Klimaaktivistin: Es gibt zu wenig Solardächer in Wolfsburg
Wolfsburg biete ein großes Potenzial für Photovoltaik, informiert die Stadt Wolfsburg auf ihrer Website. Dort findet man alles rund um das Thema Klimaschutz und Förderung durch Stadt und Bund. Haike Zacharias findet aber, Solardächer gibt es hier zu wenig. „Viele freuen sich, wenn sie eine Photovoltaik-Anlage installiert haben“, weiß sie. Es hinge rein von der Finanzierung ab. Nach Untersuchungsergebnissen ließen sich jährlich 263.000 Megawattstunden Strom erzeugen. „Diese Strommenge würde 114.000 Tonnen Kohlendioxid vermeiden, was fast ein Viertel der Emissionen Wolfsburgs entspricht“, heißt es dazu auf der Website weiter.

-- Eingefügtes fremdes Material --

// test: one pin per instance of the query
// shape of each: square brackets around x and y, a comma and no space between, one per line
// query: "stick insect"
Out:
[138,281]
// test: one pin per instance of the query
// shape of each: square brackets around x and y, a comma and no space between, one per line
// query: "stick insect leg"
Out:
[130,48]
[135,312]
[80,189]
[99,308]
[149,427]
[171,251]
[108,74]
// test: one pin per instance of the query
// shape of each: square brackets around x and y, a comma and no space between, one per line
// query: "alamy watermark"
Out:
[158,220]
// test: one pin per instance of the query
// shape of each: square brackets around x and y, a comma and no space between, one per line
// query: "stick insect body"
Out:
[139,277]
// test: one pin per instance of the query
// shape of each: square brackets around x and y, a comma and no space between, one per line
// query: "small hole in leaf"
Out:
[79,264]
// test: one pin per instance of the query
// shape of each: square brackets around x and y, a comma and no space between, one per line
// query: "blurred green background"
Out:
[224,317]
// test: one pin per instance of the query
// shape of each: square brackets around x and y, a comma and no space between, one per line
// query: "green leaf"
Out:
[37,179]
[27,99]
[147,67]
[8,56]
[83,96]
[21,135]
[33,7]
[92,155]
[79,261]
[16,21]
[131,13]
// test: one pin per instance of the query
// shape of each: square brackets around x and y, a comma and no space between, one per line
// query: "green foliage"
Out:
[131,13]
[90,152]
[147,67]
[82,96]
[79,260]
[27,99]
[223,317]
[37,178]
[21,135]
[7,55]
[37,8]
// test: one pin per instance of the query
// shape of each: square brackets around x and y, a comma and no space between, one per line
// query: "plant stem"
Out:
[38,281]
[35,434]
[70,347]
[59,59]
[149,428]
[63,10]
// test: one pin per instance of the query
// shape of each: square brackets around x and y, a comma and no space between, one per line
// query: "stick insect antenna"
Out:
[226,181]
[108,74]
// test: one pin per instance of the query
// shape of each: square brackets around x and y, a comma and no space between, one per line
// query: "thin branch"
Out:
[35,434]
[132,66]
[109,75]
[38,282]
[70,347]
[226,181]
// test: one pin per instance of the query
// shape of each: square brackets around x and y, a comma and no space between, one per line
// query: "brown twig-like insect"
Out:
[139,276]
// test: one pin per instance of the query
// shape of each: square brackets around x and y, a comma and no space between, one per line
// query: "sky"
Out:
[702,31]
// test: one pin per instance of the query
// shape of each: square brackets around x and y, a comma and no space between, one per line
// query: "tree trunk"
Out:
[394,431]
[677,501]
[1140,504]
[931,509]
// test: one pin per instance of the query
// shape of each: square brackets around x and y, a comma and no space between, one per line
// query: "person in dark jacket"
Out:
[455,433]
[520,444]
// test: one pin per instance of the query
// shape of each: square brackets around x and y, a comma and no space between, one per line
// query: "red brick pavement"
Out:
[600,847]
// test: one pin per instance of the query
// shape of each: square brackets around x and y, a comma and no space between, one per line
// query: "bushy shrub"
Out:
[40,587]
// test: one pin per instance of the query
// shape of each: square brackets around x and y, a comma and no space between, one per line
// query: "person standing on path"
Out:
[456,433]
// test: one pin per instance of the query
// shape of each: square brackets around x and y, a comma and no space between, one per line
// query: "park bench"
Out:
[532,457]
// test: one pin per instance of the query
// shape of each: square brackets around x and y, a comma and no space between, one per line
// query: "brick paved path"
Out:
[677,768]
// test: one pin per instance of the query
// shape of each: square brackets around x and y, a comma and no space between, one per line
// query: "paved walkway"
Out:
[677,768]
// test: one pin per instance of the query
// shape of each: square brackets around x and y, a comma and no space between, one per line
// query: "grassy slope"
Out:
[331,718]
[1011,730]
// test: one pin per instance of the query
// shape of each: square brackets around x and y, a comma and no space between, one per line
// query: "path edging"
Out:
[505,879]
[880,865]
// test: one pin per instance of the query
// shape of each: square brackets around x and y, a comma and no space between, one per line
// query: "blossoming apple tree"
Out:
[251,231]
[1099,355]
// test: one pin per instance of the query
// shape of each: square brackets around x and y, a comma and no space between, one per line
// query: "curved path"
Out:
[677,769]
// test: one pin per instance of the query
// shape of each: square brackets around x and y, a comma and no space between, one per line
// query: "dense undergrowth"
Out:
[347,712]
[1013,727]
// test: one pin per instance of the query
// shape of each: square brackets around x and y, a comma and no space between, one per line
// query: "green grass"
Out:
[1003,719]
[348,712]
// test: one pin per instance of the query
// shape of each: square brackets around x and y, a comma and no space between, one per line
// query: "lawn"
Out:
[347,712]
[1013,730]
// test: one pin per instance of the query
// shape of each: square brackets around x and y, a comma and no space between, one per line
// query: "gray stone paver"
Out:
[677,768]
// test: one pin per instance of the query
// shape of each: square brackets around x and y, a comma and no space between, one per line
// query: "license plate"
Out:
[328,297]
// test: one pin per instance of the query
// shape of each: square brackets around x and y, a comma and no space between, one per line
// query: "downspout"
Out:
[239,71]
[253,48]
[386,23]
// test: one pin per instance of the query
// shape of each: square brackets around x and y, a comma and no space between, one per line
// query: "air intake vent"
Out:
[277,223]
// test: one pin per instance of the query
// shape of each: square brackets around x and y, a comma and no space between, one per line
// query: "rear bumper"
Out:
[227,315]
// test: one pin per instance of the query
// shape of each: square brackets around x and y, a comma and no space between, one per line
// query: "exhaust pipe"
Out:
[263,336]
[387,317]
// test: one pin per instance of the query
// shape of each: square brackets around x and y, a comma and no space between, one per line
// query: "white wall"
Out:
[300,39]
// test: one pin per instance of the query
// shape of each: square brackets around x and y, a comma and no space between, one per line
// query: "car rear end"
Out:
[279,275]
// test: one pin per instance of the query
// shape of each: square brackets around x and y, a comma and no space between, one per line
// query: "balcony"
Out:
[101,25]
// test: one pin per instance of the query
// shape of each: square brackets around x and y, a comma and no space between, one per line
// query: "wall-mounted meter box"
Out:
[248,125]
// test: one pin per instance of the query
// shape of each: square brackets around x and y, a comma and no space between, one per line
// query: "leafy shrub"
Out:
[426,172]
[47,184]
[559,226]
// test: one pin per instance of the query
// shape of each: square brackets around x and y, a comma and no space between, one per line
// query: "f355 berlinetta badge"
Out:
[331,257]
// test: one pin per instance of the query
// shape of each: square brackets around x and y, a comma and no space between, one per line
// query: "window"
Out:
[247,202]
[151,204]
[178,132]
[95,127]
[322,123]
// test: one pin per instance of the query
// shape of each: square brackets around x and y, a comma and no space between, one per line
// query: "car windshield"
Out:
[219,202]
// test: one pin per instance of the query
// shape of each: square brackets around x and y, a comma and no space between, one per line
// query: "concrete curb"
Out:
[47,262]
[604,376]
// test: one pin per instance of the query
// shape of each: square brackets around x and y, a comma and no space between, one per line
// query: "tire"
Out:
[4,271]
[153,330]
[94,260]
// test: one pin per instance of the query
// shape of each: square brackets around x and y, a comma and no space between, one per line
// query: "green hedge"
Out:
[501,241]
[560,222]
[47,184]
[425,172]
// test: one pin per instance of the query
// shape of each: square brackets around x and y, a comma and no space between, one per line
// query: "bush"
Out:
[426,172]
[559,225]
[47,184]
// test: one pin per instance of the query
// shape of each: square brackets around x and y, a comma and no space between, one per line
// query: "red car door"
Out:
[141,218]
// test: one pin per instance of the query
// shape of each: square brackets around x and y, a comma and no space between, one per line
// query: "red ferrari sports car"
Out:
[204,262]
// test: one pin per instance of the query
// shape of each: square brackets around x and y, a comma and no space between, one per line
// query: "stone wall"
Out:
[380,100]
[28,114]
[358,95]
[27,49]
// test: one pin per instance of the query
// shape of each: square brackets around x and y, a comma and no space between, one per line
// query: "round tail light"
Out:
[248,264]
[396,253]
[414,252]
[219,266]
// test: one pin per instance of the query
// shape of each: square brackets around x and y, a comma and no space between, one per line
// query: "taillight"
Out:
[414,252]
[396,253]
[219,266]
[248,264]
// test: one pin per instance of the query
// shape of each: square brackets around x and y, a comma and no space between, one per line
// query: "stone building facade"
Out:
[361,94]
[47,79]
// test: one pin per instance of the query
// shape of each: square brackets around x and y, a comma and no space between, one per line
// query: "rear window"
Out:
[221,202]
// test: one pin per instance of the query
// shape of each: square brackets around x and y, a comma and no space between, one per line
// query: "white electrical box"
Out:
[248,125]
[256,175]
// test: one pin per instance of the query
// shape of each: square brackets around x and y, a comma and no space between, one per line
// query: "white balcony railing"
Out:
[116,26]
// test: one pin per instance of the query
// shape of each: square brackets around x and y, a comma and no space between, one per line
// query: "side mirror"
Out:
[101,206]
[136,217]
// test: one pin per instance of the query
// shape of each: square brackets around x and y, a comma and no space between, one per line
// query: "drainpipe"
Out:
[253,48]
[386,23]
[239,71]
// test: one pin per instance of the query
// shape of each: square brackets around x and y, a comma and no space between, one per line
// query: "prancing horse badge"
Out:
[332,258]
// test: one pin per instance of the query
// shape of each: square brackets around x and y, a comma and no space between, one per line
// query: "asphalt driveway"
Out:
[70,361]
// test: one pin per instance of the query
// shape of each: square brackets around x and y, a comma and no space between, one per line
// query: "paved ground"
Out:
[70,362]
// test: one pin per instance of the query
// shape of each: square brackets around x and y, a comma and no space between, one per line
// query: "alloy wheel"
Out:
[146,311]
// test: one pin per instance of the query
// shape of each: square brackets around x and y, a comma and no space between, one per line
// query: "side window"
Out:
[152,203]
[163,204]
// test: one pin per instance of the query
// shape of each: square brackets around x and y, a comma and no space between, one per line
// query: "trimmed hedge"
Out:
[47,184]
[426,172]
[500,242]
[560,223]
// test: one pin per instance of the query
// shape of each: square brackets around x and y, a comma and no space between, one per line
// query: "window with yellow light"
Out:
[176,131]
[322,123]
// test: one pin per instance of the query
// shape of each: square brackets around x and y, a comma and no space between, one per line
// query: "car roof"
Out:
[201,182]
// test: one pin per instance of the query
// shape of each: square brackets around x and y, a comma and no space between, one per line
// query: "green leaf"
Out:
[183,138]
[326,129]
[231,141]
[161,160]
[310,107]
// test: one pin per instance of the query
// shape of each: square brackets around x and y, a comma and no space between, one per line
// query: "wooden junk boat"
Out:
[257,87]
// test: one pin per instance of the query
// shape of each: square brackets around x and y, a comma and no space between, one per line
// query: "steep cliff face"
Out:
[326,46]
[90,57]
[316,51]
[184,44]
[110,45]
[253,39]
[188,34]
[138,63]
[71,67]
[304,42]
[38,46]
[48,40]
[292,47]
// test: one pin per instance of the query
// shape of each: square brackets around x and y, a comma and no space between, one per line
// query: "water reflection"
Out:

Volkswagen sei davon ausgenommen.
Bezüglich der Fördermittel verteidigt die aktive Mitarbeiterin vom Bündnis Globaler Klimastreik aber die Städtepolitik: „Teilweise sind ihnen die Hände gebunden.“ Sie wünscht sich eine engere Zusammenarbeit zwischen den Initiativen von Bürgerinnen und Bürgern mit Politik und Firmen wie Volkswagen. Dabei gehe es auch um Sensibilisierung der Menschen in Klimafragen.
Ein weiteres Problem sei laut Schreiben der Organisatoren ein gesellschaftlicher Rechtsruck. Auch das, vermutet Zacharias, hänge mit finanziellen Nöten und Ängsten zusammen. Auf den wachsenden Zuspruch der rechtspopulistischen Partei AfD angesprochen, sagt sie: „Manche lehnen sich an den vermeintlich starken Partner.“ Eine Lösung wegen hoher Kosten durch die Klimakrise sei dies jedoch nicht.